Cuando se acabó nuestro tiempo le
regalé mi bastón tallado para que sustituyera el tosco cayado
que usaba. Era el que estaba tallando en ese momento, una vara gruesa y recta
de un chopo que creció en la Sierra de Cazorla. Había grabado cerca de la
empuñadura una leyenda inspirada en las palabras del jefe Seattle: “La Tierra
no nos pertenece, le pertenecemos”. Creo que a Félix le iba bien.
El día que nos marchamos
de su casa había dejado encargada en la panadería del siguiente pueblo una
empanada de carne y chorizo que nos duró tres días. Era un gallego atípico este
Félix. Sí… de alguna forma conseguía que un joven arce creciendo en mitad de un
macizo de acebos fuera la cosa más importante del mundo. Y así te hacía sentir a ti...
…hombres así no
pueden faltarnos.
8 comentarios:
Precioso,como todo lo que "cuentas"...
Gracias, amiga. Bonita foto te has puesto, por cierto!!
Aún queda gente como Félix en los pueblos, gente que ama su entorno, que lo mima, que lo enseña orgulloso. Gente íntegra que no entiende que se tire la leche cuando tanta gente no tiene para comprarla, yo tampoco lo entiendo. Como eso de que paguen por dejar los campos en barbecho...
Me ha gustado mucho.
Un beso. Estrella
Y tanto que no puede faltarnos porque si no habría que inventarlos. Son anteriores al mundo de las pantallas tactiles y la gente cuadrada. Y una gozada leer como lo cuentas. Gracias.
Gracias, Estrella. He visto que los recuerdos de tu niñez también se cobijan en pueblos pequeños. Un beso, amiga.

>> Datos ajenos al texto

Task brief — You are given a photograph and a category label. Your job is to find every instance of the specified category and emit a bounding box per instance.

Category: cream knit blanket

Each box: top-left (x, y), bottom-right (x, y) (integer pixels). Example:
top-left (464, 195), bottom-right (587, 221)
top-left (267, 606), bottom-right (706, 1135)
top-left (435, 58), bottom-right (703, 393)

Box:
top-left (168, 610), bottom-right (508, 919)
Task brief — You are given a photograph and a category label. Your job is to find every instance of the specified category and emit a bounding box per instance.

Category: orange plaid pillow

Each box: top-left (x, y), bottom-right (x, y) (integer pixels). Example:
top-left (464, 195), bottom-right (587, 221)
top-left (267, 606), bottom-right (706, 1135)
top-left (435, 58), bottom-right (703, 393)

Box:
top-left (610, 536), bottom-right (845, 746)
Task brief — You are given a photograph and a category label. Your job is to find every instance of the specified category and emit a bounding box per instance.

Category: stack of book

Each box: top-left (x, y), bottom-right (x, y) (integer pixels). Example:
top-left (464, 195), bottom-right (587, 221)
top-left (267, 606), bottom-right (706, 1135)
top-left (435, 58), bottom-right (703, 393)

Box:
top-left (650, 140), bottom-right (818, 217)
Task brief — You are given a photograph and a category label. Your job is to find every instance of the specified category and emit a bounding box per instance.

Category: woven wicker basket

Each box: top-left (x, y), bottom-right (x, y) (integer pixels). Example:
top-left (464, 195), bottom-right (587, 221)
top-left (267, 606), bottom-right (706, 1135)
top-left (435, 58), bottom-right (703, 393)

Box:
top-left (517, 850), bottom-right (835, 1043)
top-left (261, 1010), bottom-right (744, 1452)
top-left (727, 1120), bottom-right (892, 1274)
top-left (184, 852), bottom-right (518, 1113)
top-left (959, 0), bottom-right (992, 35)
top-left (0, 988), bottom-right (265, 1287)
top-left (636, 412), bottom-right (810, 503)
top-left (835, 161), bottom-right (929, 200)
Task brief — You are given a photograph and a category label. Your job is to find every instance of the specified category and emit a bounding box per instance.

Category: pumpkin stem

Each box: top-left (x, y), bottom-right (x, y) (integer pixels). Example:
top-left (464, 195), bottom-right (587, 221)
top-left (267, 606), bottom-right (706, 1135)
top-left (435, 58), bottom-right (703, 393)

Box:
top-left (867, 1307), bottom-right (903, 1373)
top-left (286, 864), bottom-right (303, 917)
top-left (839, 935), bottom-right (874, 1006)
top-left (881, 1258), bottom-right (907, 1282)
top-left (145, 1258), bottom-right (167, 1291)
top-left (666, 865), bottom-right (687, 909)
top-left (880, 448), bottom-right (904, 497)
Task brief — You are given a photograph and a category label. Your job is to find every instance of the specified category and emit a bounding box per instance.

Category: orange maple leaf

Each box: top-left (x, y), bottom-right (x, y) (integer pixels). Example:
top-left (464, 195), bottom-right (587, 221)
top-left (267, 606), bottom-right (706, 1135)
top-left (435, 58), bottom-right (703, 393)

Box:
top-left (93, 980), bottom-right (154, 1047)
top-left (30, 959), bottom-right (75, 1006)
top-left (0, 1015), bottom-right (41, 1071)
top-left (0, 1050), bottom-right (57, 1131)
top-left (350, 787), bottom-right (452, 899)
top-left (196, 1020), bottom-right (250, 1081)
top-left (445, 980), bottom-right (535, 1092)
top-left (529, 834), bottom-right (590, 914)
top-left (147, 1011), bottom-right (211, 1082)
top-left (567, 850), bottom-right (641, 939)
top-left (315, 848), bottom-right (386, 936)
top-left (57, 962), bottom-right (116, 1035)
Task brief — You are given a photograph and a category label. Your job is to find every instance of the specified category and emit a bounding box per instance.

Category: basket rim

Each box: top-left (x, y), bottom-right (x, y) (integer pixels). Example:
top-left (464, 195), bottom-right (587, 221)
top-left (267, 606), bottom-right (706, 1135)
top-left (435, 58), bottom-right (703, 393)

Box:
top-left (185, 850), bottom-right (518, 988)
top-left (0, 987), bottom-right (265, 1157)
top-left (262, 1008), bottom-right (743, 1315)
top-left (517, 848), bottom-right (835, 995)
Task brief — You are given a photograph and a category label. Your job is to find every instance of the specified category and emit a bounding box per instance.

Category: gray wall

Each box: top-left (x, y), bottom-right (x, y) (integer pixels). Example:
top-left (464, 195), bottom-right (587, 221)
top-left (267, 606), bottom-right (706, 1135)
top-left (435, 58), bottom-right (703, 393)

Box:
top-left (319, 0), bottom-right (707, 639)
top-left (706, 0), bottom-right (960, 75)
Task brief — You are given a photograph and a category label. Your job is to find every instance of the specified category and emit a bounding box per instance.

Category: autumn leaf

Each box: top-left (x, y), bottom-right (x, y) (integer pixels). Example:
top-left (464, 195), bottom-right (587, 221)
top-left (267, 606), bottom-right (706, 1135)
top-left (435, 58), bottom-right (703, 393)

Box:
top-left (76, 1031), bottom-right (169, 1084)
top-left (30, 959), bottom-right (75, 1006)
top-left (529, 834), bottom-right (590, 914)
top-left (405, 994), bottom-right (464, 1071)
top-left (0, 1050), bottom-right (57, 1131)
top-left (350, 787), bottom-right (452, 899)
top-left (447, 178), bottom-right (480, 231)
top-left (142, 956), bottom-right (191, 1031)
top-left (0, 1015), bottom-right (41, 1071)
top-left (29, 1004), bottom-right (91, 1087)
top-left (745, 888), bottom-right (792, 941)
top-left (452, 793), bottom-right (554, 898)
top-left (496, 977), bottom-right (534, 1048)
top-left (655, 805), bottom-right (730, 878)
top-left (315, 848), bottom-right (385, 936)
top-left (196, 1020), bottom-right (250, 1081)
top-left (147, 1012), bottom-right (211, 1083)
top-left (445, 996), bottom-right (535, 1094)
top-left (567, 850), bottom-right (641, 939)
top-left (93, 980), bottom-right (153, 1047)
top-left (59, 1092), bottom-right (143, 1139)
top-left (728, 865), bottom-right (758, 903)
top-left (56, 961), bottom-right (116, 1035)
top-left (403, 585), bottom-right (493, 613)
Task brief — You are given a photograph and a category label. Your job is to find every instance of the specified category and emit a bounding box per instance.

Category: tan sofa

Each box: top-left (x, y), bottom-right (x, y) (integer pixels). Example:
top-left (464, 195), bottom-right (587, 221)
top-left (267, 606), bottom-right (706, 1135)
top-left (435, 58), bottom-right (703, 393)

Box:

Es verdad, Carlos... la gente como Félix es anterior y superior al mundo que tenemos. Es un placer cruzarse en su camino, y aprender de ellos. Un cordial saludo.
Hola, Miguel Ángel. Algún que otro Félix he tenido la suerte de encontrar en lugares olvidados de España. Una suerte conocerlos. Es un relato entrañable, cercano como Félix. Felicidades. Un abrazo.
Cierto, Calipso... es un privilegio conocer gente así. Un cordial saludo!!